With the analysis of the systematic risks of Tesla stocks, it became clear that the overall market did horrendously badly in 2022. Dow Jones and S&P 500 both had their worst year since the 1929 Great Depression and 2008 Financial Crisis, partly due to Federal Reserve’s aggressive interest rate hikes to curb rising inflation. Tesla car sales depend on the state of the economy, so it may seem that the cumulative US economy led to the downfall of Tesla stocks; however, that won’t be the whole story. Using a common investment figure Beta (the slope of the regression line when plotting overall market return on the x-axis and specific stock return on the y-axis), Tesla's Beta is high, meaning that its stock reacts more sensitively to the fluctuations of the general trends. The high residual of the 2022 dot hints at Tesla’s great idiosyncratic risk. 


Tesla CEO and Founder Elon Musk had a spectacular year (sarcasm). The waves of uncertainty concerning the Twitter purchase and deals left Tesla investors in hopeless ventures. From the investor’s perspective, the acquisition of Twitter is detrimental to Tesla because Elon Musk’s focus would shift towards Twitter and other side projects.

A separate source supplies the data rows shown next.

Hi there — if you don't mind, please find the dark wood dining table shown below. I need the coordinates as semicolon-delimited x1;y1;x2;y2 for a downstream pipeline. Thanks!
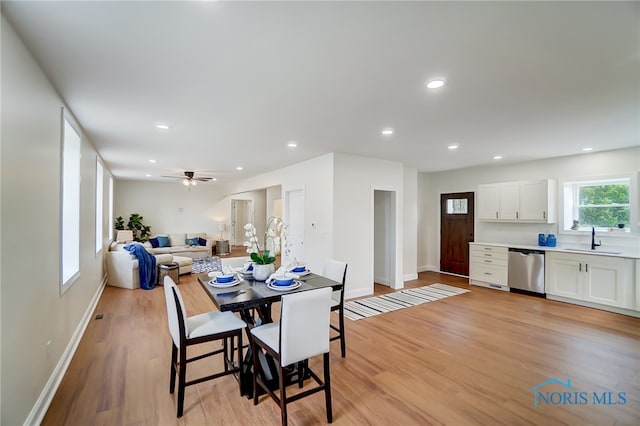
198;273;342;398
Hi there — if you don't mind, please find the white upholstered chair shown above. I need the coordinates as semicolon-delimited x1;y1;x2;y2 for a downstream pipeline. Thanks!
164;276;247;417
251;287;333;425
322;259;347;358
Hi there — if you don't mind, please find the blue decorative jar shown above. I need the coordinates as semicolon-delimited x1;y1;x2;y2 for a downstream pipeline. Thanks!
546;234;556;247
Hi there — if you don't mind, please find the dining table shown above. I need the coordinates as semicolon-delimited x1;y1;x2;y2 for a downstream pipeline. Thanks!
198;271;342;398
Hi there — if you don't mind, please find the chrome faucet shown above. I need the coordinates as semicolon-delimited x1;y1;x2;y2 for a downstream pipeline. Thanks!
591;226;602;250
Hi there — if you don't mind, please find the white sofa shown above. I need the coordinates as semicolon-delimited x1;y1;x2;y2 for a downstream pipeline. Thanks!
144;232;215;258
106;244;193;289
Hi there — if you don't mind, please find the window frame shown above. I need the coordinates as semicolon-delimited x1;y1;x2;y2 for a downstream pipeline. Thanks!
558;173;639;238
59;108;82;295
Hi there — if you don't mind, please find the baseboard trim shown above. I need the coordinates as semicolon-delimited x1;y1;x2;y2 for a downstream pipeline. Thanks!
402;272;418;281
24;276;107;426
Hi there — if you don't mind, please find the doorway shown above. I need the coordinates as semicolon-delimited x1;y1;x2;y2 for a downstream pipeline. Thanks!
440;192;474;276
283;189;304;263
373;190;396;288
231;200;253;246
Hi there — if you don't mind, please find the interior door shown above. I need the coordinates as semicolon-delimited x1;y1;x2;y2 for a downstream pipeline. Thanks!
440;192;474;276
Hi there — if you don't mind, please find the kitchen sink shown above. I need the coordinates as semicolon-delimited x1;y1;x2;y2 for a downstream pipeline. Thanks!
563;248;622;254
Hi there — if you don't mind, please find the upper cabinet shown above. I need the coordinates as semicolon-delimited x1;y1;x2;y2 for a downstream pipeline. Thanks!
478;179;556;223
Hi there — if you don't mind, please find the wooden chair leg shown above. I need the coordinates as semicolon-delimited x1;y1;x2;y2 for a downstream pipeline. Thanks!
338;309;347;358
169;342;178;393
251;340;260;405
277;360;287;426
236;330;244;396
322;352;333;423
178;347;187;417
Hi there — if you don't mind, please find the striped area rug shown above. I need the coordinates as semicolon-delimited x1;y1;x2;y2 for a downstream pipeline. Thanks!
344;283;469;321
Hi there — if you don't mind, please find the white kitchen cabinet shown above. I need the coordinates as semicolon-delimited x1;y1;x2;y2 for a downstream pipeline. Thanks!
478;179;556;223
469;244;509;291
546;252;637;309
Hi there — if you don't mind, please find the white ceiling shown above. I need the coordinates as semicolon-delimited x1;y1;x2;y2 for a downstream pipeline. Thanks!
2;1;640;182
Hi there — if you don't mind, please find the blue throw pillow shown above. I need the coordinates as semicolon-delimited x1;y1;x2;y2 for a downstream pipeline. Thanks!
156;237;171;247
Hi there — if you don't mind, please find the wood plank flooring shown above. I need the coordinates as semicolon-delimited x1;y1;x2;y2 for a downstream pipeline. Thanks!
42;272;640;425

Elon Musk already has SpaceX, Tesla, Boring Company, and T.I.T.S. to work on; adding Twitter decreases the overall viability. To make matters worse, the controversial laying-off of workers and Trump account reactivation led to further fallouts in Twitter and Tesla. In other words, the 2022 idiosyncratic variance for Tesla was astronomical.


In 2023, a mist of uncertainty still hangs over the Tesla investment trail. Tesla’s valuation now interlinks with Elon Musk’s every action, making the investment process unpredictable. Even though the company’s problems are apparent, and its stock price has collapsed, Tesla is still overpriced. Before 2022, the company’s market cap sat at $200 billion, while General Motors and Ford Motors, the legacy of the US auto industry, only had a combined market cap of $100 billion. Today, Tesla retains a still-too-big $354 billion market capitalization. For emerging technology stocks like Tesla two years ago, it is easy for them to become an overpriced bubble and burst without warning.